Since Ms. Dickinson is not available to give us her opinion, we'll have to make do with these fuller descriptions of the 2003 Chateau Pavie from a variety of contemporary experts (taken from Voss' story). Alas, it would cost each of us a couple of hundred dollars to experience for ourselves the tastes they're talking about -- and part of the obvious context here, as I've observed, is the linguistic scaffolding of a cultural construction intended to persuade us that it would be worth it.

Michael Broadbent: (14 of 20 points) -- "Very deep, extraordinary nose. Slightly fishy, tarry; fairly sweet, full bodied, powerful, dense and again tarry."

Clive Coates: (no rating) -- "Anyone who thinks this is good wine needs a brain and palate transplant. This wine will be scored simply as undrinkable."

James Lawther: (4 of 5 stars) -- "Big, powerful wine in the super-ripe mould. Rich, confit nose of dark fruits woven with liquorish-vanilla oak. Almost portlike. Palate full and fleshy with a muscular tannic frame. Firm, persistent finish."

Charles Metcalfe: (90-94 of 100 points) -- "Samples and opinions varied. This has very high tannins -- daunting and mouth-drying at present -- and there is a great deal of oak flavor. But behind all this (is) fresh, raspberry fruit with length and perfume. Not one to approach for a long time, but should be excellent in time. Something of a return to traditional form for this estate."

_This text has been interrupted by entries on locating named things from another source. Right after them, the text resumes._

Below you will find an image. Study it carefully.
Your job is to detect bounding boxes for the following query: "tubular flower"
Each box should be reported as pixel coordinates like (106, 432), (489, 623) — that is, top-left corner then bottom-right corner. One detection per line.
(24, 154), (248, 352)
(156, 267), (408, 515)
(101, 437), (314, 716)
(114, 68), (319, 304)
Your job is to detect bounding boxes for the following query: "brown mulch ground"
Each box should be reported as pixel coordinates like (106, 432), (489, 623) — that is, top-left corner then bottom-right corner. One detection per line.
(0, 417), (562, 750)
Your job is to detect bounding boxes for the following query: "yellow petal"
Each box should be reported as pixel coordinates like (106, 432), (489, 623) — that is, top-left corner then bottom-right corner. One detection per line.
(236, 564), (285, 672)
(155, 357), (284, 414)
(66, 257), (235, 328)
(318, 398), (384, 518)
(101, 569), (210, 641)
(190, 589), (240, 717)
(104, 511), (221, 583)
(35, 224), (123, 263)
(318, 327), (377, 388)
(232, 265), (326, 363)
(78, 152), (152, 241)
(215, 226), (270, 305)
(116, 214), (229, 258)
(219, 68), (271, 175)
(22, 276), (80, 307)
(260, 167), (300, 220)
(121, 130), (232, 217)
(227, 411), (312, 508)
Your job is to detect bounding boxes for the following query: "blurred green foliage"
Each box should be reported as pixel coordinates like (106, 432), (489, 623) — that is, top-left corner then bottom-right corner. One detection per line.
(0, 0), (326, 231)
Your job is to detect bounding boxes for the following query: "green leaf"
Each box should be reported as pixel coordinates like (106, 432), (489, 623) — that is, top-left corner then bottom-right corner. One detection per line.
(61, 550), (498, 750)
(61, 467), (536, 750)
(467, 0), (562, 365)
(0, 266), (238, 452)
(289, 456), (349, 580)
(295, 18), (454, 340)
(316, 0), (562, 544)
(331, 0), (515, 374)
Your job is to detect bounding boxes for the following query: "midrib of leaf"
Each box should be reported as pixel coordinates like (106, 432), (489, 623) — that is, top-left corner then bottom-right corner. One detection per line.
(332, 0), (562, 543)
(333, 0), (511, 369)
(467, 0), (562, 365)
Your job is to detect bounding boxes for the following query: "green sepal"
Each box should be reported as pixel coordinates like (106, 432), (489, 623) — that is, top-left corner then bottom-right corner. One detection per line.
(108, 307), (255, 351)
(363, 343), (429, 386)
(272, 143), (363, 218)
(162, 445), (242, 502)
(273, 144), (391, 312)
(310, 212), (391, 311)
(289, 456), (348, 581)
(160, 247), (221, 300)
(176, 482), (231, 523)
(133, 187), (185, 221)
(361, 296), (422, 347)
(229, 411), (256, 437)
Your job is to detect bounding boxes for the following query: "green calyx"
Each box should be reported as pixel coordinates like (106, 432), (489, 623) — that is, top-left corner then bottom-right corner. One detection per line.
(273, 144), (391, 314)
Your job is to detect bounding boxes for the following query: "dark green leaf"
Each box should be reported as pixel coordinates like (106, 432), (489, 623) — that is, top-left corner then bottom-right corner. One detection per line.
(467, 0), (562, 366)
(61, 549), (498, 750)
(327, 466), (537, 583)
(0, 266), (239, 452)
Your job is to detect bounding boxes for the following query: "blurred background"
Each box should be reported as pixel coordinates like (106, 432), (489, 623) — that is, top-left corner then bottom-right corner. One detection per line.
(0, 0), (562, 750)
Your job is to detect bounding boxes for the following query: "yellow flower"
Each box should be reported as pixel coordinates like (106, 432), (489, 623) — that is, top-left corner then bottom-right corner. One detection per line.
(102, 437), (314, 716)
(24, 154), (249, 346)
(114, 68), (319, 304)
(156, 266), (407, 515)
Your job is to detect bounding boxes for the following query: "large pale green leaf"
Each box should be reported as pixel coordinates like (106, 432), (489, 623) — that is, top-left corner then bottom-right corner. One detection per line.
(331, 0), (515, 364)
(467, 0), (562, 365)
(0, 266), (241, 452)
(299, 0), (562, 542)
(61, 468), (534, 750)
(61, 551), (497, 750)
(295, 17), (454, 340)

Robert M. Parker Jr. (96-100 of 100 points) -- "An off-the-chart effort ... a wine of sublime richness, minerality, delineation and nobleness .... Inky/purple to the rim, it offers up provocative aromas of minerals, black and red fruits, balsamic vinegar, licorice and smoke. It traverses the palate with extraordinary richness as well as remarkable freshness and definition. The finish is tannic, but the wine's low acidity and higher than normal alcohol (13.5 percent) suggests it will be approachable in 4-5 years . . . A brilliant effort, it, along with Ausone and Petrus, is one of the three greatest offerings of the right bank in 2003."

Jancis Robinson: (12 of 20 points) -- "Completely unappetizing overripe aromas. Why? Porty sweet. Oh REALLY! Port is best from the Douro, not St.-Emilion. Ridiculous wine more reminiscent of a late-harvest Zinfandel than a red Bordeaux with its unappetizing green notes."

James Suckling (95-100 of 100 points) -- "Super-ripe and almost jammy. Very New World on the nose but impressive. Bordeauxlike on the palate. Berries, raspberries and strawberries. Hint of wood. Full-bodied with ripe and round tannins and a long finish. Chewy. Got to like this."

Stephen Tanzer (92-95 of 100 points) -- "Explosive, super-ripe aromas of cassis, violet, minerals and licorice. Thick on entry, then chewy as a solid in the mid-palate, with powerful, super-concentrated dark berry and mineral flavors and enough ripe acidity to give the wine shape and freshness. Best today on the great building finish, which features huge but thoroughly ripe tannins and palate-saturating berry and mineral flavors. An impressively rich, structured wine that wears its high alcohol gracefully."

Roger Voss (87-89 of 100 points) -- "With its aromas of raisins and sweet jam, this wine smells like port. To taste, there are dark tannins and huge wood. It is very tough and needs more fruit. Black and toasty and overripe. Maybe the fruit will develop, but it will take many years."

Some other discussion:

A decanter.com article by Adam Lechmere, quoting from an "impassioned three-page letter" from the chateau owner; and the decanter.com description "One of the top Saint-Emilion's of the vintage. Deep, intense colour. Ripe, dark fruit and liquorish nose. Rich, layered extract, velvety texture of fruit with a muscular tannic structure. Powerful but ripe and balanced with a long fresh finish."

A discussion of the "rumpus" by Neal Martin at wine-journal.com, and his lengthy evaluation, in which he mostly avoids taking sides, but does mention that "the hedonistic delight had given way to something with less delineation and poise".

A story on the "spat" by Catherine Lowe at Wine International.